STRIKER.ID – Liga 3 Propinsi Jatim sedang berbenah, pasca beberapa laga yang berakhir dengan ricuh. Salah satu resolusi yang dihasilkan adalah perbaikan kualitas perangkat pertandingan. Namun sayangnya, hal ini belum bisa terwujud dala waktu dekat.

Baca juga:

Salah satunya dalam laga antara tuan rumah Sumbersari FC kontra Persema Malang di Stadion Gajayana, Minggu (13/10). Dalam laga yang berakhir dengan skor imbang 2-2 tersebut, pertandingan berjalan relatif normal, lancar dan menarik. Namun ternyata kedua kubu yang bertanding masih mengeluhkan kualitas pengadil di lapangan.

Dari tuan rumah Sumbersari pemain belakang M Fadel Ramadhan menyayangkan keputusan-keputusan wasit, khususnya ketika ada pelanggaran dari lawan di kotak penalti yang seharusnya berbuah tendangan penalti namun tidak diberikan.

“Kami kecewa dengan keputusan wasit. Tadi yang harusnya dapat penalti tapi dibiarkan saja,” tutur Fadel.

Sementara, dari kubu tim tamu, pelatih kepala ‘Eweng’ Irwanto juga menghardik keras kinerja perangkat pertandingan. Hal tersebut bermuara pada dua gol Persema yang tidak disahkan dalam laga tersebut.
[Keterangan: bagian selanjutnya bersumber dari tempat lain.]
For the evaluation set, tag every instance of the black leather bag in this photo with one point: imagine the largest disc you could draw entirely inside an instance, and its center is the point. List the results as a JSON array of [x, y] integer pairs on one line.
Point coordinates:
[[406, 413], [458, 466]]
Menurut Eweng, kinerja perangkat pertandingan yang seperti ini, yang akan sulit membuat sepakbola di Indonesia menjadi maju.

“Kalau gol pertama yang dianulir saya masih tidak masalah, karena kans nya memang fifty – fifty untuk offside. Tapi untuk gol kedua tadi, saya tahu sendiri Ciput (Ciputra Ari) muncul dari belakang, dan masih jauh dari pemain lawan. Sekarang bagaimana di Indonesia bisa maju, dengan gol – gol macam begini, kalau muncul dari belakang dikira offisde. Saya sangat kecewa dengan kepemimpinan perangkat pertandingan, terutama hakim garis,” tegas Eweng.
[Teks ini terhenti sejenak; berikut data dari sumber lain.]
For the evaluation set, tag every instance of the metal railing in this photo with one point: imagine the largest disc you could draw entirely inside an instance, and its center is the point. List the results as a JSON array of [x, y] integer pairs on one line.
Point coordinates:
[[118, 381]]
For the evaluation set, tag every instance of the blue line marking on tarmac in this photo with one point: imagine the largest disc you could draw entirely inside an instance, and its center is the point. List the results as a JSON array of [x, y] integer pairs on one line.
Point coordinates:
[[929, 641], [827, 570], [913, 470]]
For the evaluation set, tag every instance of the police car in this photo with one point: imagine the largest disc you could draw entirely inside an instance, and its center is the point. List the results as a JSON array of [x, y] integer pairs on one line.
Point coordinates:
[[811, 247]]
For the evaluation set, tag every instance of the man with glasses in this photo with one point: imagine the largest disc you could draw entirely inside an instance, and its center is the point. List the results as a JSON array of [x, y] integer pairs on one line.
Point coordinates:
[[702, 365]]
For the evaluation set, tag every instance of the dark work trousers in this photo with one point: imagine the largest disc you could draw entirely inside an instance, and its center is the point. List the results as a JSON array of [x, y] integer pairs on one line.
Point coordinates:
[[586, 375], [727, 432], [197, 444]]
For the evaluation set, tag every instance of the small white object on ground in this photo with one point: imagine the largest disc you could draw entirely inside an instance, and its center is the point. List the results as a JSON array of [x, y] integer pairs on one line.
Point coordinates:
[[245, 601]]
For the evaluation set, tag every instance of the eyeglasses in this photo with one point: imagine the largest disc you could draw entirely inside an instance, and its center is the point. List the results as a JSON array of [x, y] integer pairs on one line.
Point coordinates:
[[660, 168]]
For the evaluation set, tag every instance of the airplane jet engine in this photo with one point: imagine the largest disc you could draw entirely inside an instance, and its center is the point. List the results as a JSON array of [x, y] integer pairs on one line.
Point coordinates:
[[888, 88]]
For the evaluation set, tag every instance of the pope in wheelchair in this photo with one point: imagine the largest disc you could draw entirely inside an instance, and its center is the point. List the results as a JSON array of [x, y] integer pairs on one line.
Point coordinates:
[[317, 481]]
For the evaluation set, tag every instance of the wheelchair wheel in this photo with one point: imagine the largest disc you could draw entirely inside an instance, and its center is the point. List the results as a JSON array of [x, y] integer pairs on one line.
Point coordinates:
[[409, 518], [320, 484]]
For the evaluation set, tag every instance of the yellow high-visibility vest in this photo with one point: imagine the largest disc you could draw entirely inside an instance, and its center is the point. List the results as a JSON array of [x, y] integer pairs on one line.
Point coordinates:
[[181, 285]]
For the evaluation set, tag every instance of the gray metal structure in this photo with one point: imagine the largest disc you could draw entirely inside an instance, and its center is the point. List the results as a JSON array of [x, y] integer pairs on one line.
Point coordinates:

Sebelumnya, PSSI Asprov Jatim sempat mengancam akan memberhentikan Liga 3 di tengah jalan, menyusul beberapa laga yang berakhir ricuh dalam beberapa pekan terakhir. Namun ancaman tersebut urung dilakukan, pasca pertemuan antara petinggi klub Liga 3 dan pihak Asprov Jatim.

Hingga diambil keputusan liga tetap berjalan dengan beberapa persyaratan. Seperti klub, dan suporter harus lebih tunduk pada peraturan, juga peningkatan dan penertiban kualitas perangkat pertandingan, yang juga disinyalir jadi salah satu penyebab banyaknya ricuh yang terjadi.